In its heyday, the Old First Ward was the fifth largest Little Italy in the country. As many as 30,000 Italian immigrants lived in the one square mile around St. Lucy’s. The church was the mainstay of the neighborhood. It supported new immigrants upon arrival to their new country, it taught them English, helped their children with school, and provided a little bit of comfort and home in an unfamiliar place.
And now, it is all gone… except St. Lucy’s.
Just as it did over 100 years ago, it stands as a beacon of what was. And members of the old neighborhood make a pilgrimage back to the Old First Ward to pray, celebrate, and remember.
This year was the 124th Feast of St. Gerard. As usual, it was packed. The blankets of money were draped on him. Women carried their babies that were conceived and delivered by the intercession of St. Gerard. When the children are old enough, parents begin to share the legacy they are a part of and the importance of carrying it forward.
This year, I had a unique opportunity. To share this heritage to two individuals who were new to this important celebration.
On Saturday I received a text from a very well-respected colleague who said she would like to attend. To say I was stunned was putting it lightly. “Why would she want to come here?” I thought over and over. But I was very excited to share such an important part of my life. I kept in touch with her and she arrived at the church before St. Gerard was brought out of the church.
She brought another colleague with her. I’ll admit, I was a little nervous about sharing all this with an “outsider.” I really didn’t know what they would think.
Oh how wrong I was!
After picking up some sausage and peppers, I started to tell them the history of the area. The neighborhood. The support system. The importance of St. Lucy’s. How my great-grandmother would stay after morning mass, and along with the other women of the neighborhood, would clean the church. That they would hide their rags behind their patron saints. I told them about the Madonna della Neve, the patron saint of my family’s home in Italy – Calabritto.

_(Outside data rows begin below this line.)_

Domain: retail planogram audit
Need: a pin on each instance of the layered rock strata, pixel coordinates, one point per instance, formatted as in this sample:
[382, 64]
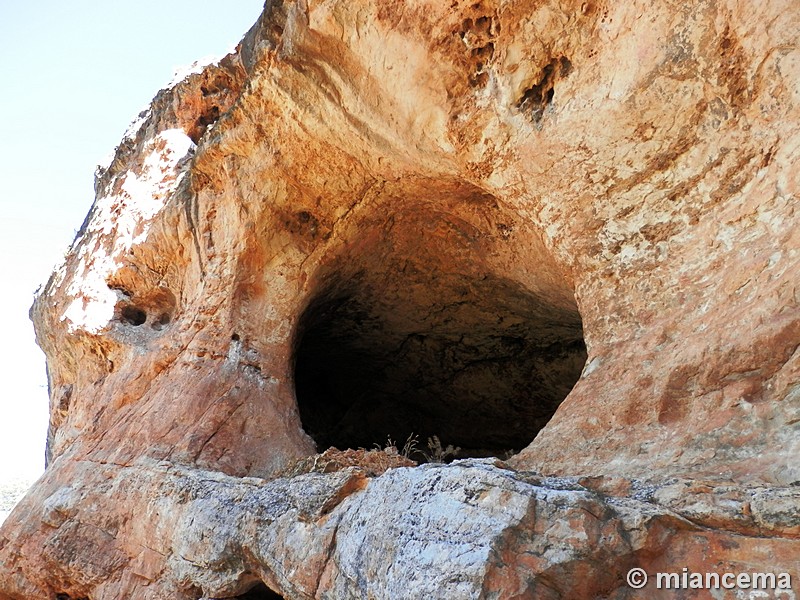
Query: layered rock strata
[562, 234]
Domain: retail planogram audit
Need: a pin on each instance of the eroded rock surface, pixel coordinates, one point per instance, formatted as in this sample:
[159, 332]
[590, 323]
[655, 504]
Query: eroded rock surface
[558, 233]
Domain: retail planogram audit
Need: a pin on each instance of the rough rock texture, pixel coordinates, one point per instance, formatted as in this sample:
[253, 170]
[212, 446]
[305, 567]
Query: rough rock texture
[384, 219]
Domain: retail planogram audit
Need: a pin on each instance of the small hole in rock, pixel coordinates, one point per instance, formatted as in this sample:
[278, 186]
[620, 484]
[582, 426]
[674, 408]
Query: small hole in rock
[259, 592]
[133, 315]
[477, 363]
[162, 321]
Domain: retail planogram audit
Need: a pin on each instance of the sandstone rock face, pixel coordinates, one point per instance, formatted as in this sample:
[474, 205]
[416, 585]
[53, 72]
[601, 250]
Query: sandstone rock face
[556, 239]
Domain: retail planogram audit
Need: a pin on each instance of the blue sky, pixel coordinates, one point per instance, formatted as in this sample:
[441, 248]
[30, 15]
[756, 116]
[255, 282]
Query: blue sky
[73, 75]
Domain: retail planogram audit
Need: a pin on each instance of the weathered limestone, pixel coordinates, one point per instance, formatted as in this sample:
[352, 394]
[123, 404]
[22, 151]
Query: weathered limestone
[381, 219]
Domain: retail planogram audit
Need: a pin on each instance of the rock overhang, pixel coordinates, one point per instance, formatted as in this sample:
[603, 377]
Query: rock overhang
[637, 174]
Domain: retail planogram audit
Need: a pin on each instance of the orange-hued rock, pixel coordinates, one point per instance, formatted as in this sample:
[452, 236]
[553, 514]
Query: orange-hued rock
[562, 234]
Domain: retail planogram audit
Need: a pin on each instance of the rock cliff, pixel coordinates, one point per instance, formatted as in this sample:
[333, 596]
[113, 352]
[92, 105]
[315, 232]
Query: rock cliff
[555, 241]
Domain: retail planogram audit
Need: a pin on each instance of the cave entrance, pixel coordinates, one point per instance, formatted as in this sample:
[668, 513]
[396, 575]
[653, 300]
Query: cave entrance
[400, 341]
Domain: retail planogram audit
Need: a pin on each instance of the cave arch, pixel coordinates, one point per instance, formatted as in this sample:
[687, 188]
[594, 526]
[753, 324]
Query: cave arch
[402, 339]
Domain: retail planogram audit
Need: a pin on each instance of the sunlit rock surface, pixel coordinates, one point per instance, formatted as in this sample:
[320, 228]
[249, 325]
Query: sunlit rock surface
[554, 241]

I shared the legacy of St. Gerard. How so many different feasts had travelled across the ocean, but one by one, they all came to an end – except St. Gerard. How women would pray to him to conceive. How they would pray for a safe delivery and a healthy baby. Then those mothers would bring their children to the church to pay homage to St. Gerard. The men, generation after generation in their maroon jackets, stood tall alongside him to help pin money and capes to ribbons.
Finally, the one question I expected was asked, “don’t they worry about all that money out in the open?”
My answer was simple; “never.”
Not only is this event well-protected by police from all over Essex County, everyone there would never let anything happen.
Then another question; “what is the money comes off a ribbon?” I told them I’ve never seen that happen, but I was confident people would chase after it, collect it and bring it back to be re-pinned.
At one point I said to them, “I’m sure this is all a bit odd looking from the outside.” Their answer? Certainly not! They would’ve never known about this event had I not shared information about it. They appreciated that I have given them so much information about the history and they could see how special this is to so many.
It validated what I have known all along. We all have a pride and a love of our heritage and are eager to share it with others.
We have a rich culture that is worthy of celebration.